Гидеон улыбнулся. — Ну, — сказал он, — может, были и другие причины.
— Вы, все-таки, возьмите и прочитайте.
Гидеон взял ее домой, но прошла не одна неделя, прежде чем он удосужился в нее заглянуть. А тогда перед ним раскрылся новый мир, и Картерам пришлось доказывать ему, что если он не будет спать хоть немного, здоровье его не выдержит. Некоторые места он выписал: они, словно ключом, открыли ему то, что давно уже его мучило и приводило в недоумение, а теперь стало ясно, как на ладони. Например:
«Видите ли, аристократ в любой стране, какую ни возьми, это человек, не способный испытывать сочувствие к людям, стоящим вне известного общественного круга. В Англии этот круг один, в Бирме — другой, в Америке — третий; но аристократ любой из этих стран никогда не переступает пограничной черты. То, что он счел бы бедствием, мукой и несправедливостью для человека своего круга, то он равнодушно принимает как неизбежность, когда речь идет о ком-нибудь, не принадлежащем к числу избранников. Для моего отца пограничной чертой был цвет кожи».
Или такое место:
«Альфред, сознательный деспот, не ищет подобных оправданий; он горделиво признает лишь одно, освященное веками право — право сильного; и заявляет, как мне кажется вполне логично, что «американский плантатор поступает с рабами, в сущности, совершенно так же, как английская аристократия с низшими классами»; то есть, как я понимаю, присваивает их тело и душу и заставляет их служить своим нуждам и прихотям.
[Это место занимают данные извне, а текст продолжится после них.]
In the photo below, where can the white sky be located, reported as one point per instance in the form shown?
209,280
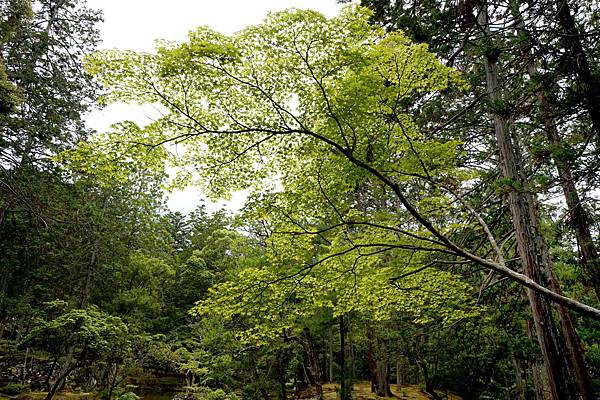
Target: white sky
136,24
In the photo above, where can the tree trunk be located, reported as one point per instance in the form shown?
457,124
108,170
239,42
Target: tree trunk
530,243
330,355
371,360
580,222
345,392
398,373
520,383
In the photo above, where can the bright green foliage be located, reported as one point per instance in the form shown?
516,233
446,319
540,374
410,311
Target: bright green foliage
94,334
268,99
282,100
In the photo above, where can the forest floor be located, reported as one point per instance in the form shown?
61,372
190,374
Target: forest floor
362,391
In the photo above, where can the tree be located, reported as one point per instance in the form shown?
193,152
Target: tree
209,84
331,108
81,336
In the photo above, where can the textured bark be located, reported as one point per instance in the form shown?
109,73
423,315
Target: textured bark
371,360
531,246
345,390
580,222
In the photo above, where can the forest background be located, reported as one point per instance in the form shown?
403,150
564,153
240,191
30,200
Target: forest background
423,204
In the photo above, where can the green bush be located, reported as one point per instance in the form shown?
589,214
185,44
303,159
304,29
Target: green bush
14,388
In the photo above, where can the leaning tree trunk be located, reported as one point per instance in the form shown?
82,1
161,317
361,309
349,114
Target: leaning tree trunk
530,242
578,218
345,392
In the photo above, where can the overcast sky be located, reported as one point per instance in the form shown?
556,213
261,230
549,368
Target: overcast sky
135,24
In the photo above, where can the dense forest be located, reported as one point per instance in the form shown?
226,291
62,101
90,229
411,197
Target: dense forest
422,219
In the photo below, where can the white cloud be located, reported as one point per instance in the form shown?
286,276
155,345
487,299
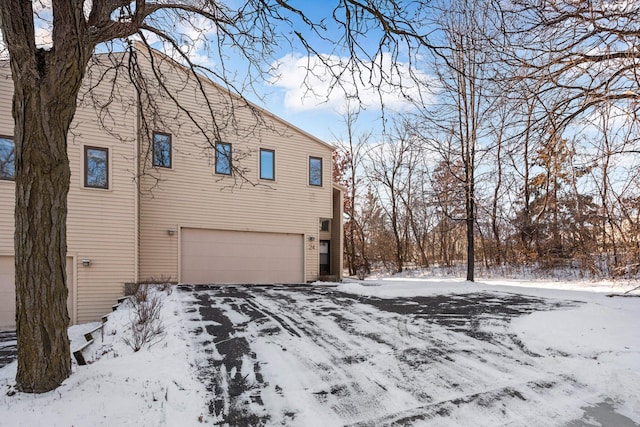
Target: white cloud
310,83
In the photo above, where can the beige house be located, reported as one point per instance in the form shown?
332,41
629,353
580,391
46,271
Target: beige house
179,181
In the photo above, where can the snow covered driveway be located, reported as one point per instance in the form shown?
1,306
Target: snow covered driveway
364,355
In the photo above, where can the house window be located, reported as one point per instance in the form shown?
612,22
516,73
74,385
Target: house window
315,171
161,150
7,159
223,158
96,167
267,164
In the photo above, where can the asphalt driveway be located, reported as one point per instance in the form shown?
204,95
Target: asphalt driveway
310,355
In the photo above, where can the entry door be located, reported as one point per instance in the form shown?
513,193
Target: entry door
325,266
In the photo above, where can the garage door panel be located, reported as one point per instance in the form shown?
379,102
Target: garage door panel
220,256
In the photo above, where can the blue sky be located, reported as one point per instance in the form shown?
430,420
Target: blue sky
310,105
307,104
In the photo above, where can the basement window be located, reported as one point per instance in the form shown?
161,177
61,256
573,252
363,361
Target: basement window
7,159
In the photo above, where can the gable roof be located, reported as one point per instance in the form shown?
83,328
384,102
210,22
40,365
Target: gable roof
143,48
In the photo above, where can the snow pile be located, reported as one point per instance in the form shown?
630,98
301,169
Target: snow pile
119,387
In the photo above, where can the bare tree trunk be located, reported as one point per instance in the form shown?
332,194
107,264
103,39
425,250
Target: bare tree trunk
44,358
46,85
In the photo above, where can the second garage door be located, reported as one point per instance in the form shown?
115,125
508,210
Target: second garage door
220,256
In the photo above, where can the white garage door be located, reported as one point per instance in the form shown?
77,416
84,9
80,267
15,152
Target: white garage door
8,291
216,256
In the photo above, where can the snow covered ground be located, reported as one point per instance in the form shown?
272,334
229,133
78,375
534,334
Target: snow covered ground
381,352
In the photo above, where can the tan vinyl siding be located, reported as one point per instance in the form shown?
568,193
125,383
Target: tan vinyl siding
191,195
100,223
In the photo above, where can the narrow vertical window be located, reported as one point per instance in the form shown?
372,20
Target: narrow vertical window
267,164
161,150
7,159
223,158
96,167
315,171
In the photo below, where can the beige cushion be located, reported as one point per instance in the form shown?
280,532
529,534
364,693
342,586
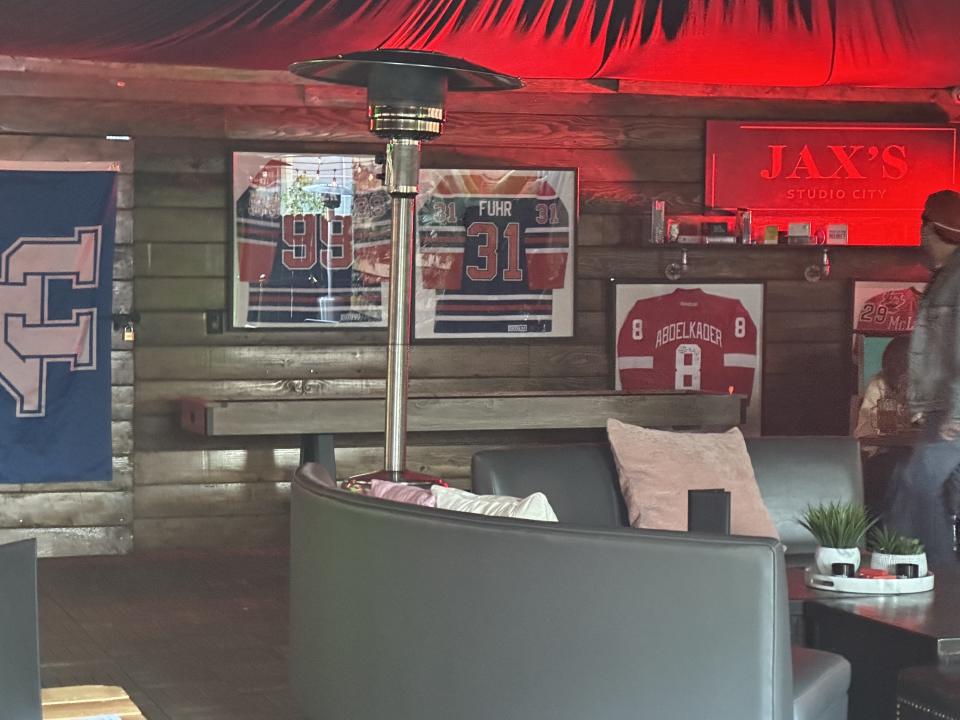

Альфред оправдывает обоих, и в этом он, по крайней мере, последователен. Он утверждает, что высокая цивилизация невозможна без порабощения масс, узаконенного или только фактического. Должен существовать, говорит он, низший класс, обреченный на физический труд и низведенный до уровня животного, благодаря чему высший класс получает обеспеченность и досуг, необходимые для умственной деятельности и прогресса, и становится духовным руководителем низшего. Так он рассуждает, ибо он прирожденный аристократ; и так я не могу рассуждать, ибо я прирожденный демократ».
Эти отрывки Гидеон выписал и заучил, и когда вновь повстречался с Де-Ларджем, сказал ему: — Я прочитал эту книгу.
— И чему-нибудь научились?
— Я все время учусь, — улыбнулся Гидеон. — Скажите, она в Англии тоже напечатана?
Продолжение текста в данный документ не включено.